Todos somos un volcán. Un volcán potencialmente en erupción. Todos pasamos por momentos en los que es necesario entrar en erupción de una forma loca e irracional, de una forma incontrolable. Pero la vida que se erige a nuestro alrededor la conforman muchas personas que, aun siendo ellas mismas también volcanes en potencia, sin duda para nosotros son magníficas ciudades que viven asentadas en la base de nuestra montaña, que conviven y comparten su espacio con el nuestro, ciudades con una larga historia de convivencia y supervivencia con nosotros a las que conviene no cubrir de fuego y roca ni reducirlas a escombros a causa de nuestras erupciones cíclicas inevitables.

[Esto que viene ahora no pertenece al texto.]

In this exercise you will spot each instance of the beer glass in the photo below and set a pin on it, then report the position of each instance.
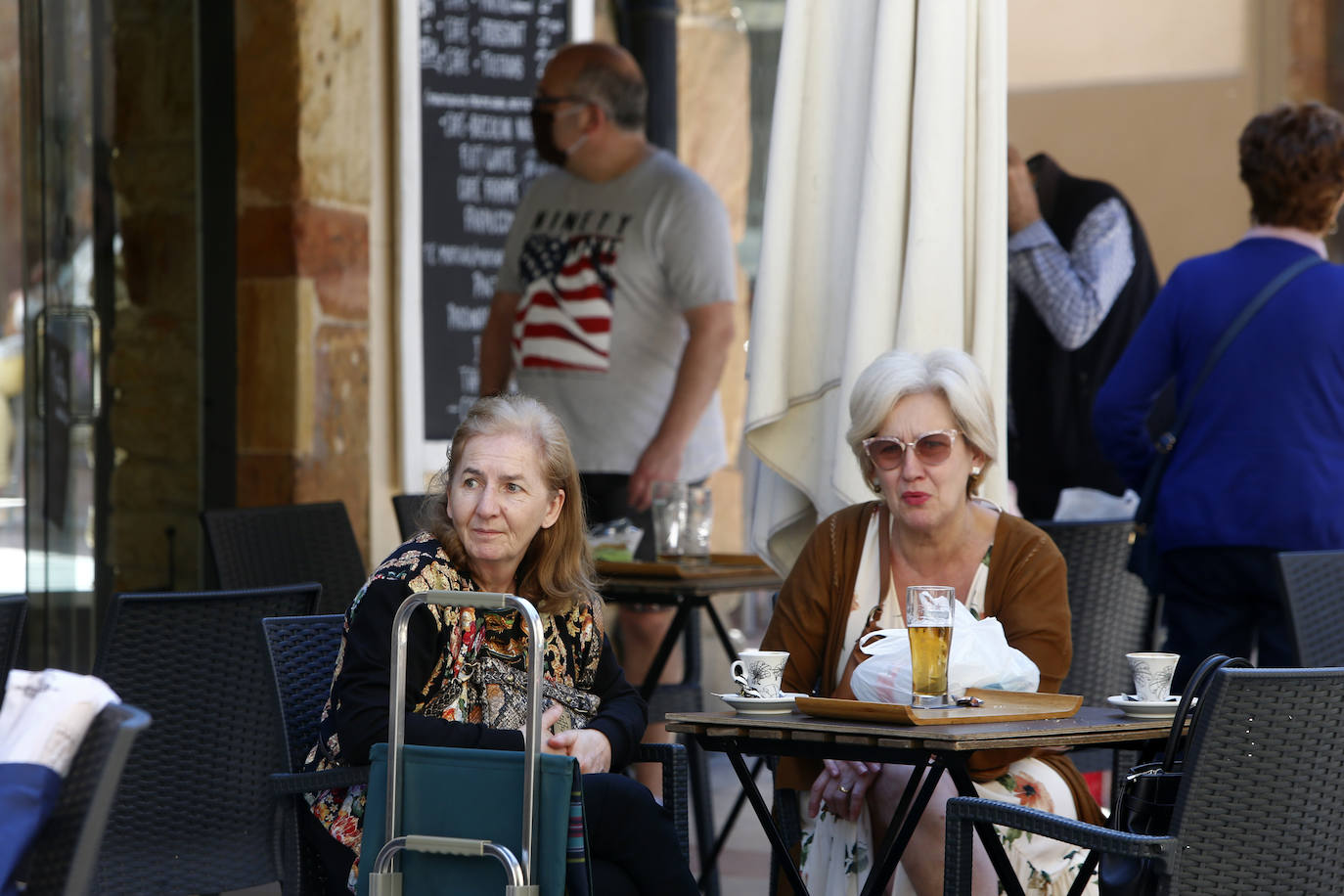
(929, 625)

Somos enormes titanes rocosos que, en ocasiones, tenemos como sangre ríos de lava y magma circulando en nuestro interior con odio y rabia, con un enorme poder de destrucción con capacidad para reducirlo todo a cenizas, y todos nos encontramos con momentos en los que no se contempla otra opción que estallar y soltar el magma que nos llena en todas direcciones, no nos queda otra que destruir inconscientemente todo rastro de vida a nuestro alrededor, no queremos el murmullo de la civilización, sólo queremos soledad y disfrutar del canto de los pájaros que se posan en las lomas de nuestra montaña. Somos volcanes, sí. Pero tenemos bonitas ciudades de seres humanos a nuestro alrededor. Y nosotros, al mismo tiempo, también somos ciudades alrededor de los volcanes que son los demás. Tenemos un compromiso no escrito pero conocido de respeto y preservación bidireccional para nosotros mismos y para los demás.Vivamos siendo lo que somos, conscientes de nuestra situación de volcanes que pueden erupcionar, conscientes de lo que somos para los demás pero también, pero, sobretodo, y esto es lo más importaante, de lo que los demás son para nosotros.